[Date Prev][Date Next][Thread Prev][Thread Next][Date Index][Thread Index]

[RRG] Re: Delays inherent in TRRP's DNS-like lookup?



On Thu, Feb 21, 2008 at 10:19 AM, Robin Whittle <rw@firstpr.com.au> wrote:
>  In "Re: [RRG] Map-encap space for 'server' vs. 'client' end-users?",
>  you wrote about my critique of your TRRP proposal:
>
>   http://bill.herrin.us/network/trrp.html
>
>  that it could take a long time for the ITR to perform all the
>  DNS-like lookups to find the authoritative server for some IP
>  address.

Hi Robin,

This is correct.
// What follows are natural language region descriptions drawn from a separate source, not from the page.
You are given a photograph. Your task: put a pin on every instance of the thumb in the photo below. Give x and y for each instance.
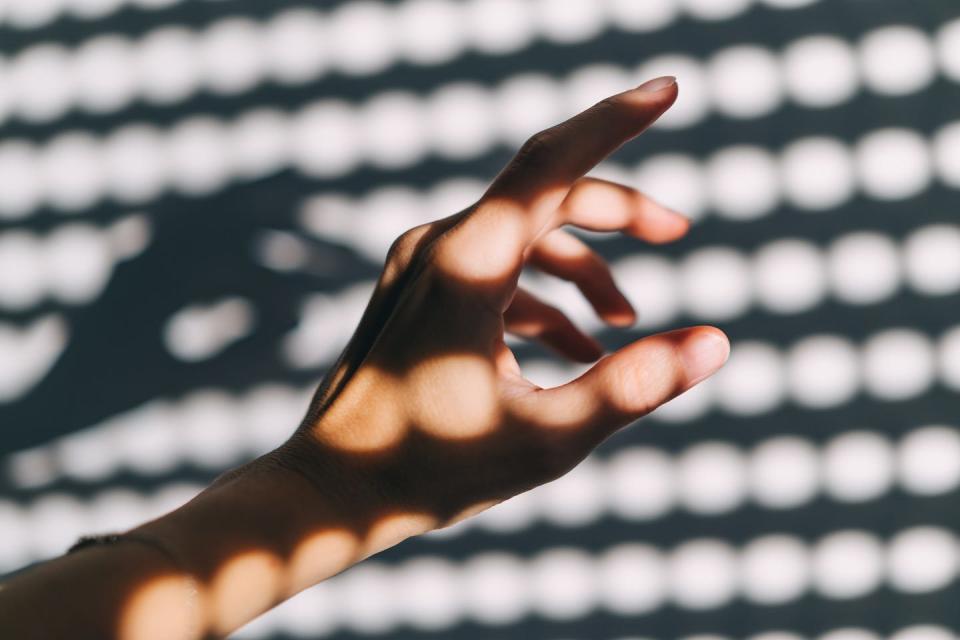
(633, 381)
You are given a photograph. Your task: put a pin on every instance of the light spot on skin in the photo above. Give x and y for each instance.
(454, 385)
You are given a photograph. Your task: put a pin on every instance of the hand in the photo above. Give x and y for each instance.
(427, 404)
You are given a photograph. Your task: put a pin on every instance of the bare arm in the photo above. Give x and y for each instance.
(425, 419)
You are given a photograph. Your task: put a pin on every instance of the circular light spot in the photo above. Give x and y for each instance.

It is this weakness in TRRP that I seek to address
with optional waypoints in the (unfinished) document at
http://bill.herrin.us/network/trrp-aapip.html


>  This is particularly a problem with IPv6, where each level
>  of DNS-like hierarchy is defined by a smaller number of bits (4, I
>  recall) than with IPv4 (8 bits > 3 decimal characters) and where the
>  length of the EID to be looked up is generally much longer.

This is not correct. The lookup depth is not bound to the length or
number of elements in the lookup.

>  I recognise that the EID isn't necessarily 64 bits long, but some of
>  them would be, I assume.  Otherwise you are stuck with something
>  like /48 granlarity.  In this example the ITR wants the mapping for
>  the 128 bit IP address 2000 E00B 4F30 64A7 8901 56AC 4404 0109.
>  With a /64 bit limit on EID length, it takes the most significant 64
>  bits and creates a DNS query for:
>
>   7.A.4.6.0.3.F.4.B.0.0.E.0.0.0.2.v6.trrp.arpa

It looks like you're a step ahead of me. I was about to suggest that
you explain your understanding of how TRRP's DNS lookup works so I
could find the error. Good.

First off, the EID lookup isn't bound by any subnet masks, so the
lookup for 2000 E00B 4F30 64A7 8901 56AC 4404 0109 is the whole
enchilada:

9.0.1.0.4.0.4.4.C.A.6.5.1.0.9.8.7.A.4.6.0.3.F.4.B.0.0.E.0.0.0.2.v6.trrp.arpa


>  Let's say you had a different authoritative nameserver for each
>  hierarchical level, which seems a reasonable arrangement.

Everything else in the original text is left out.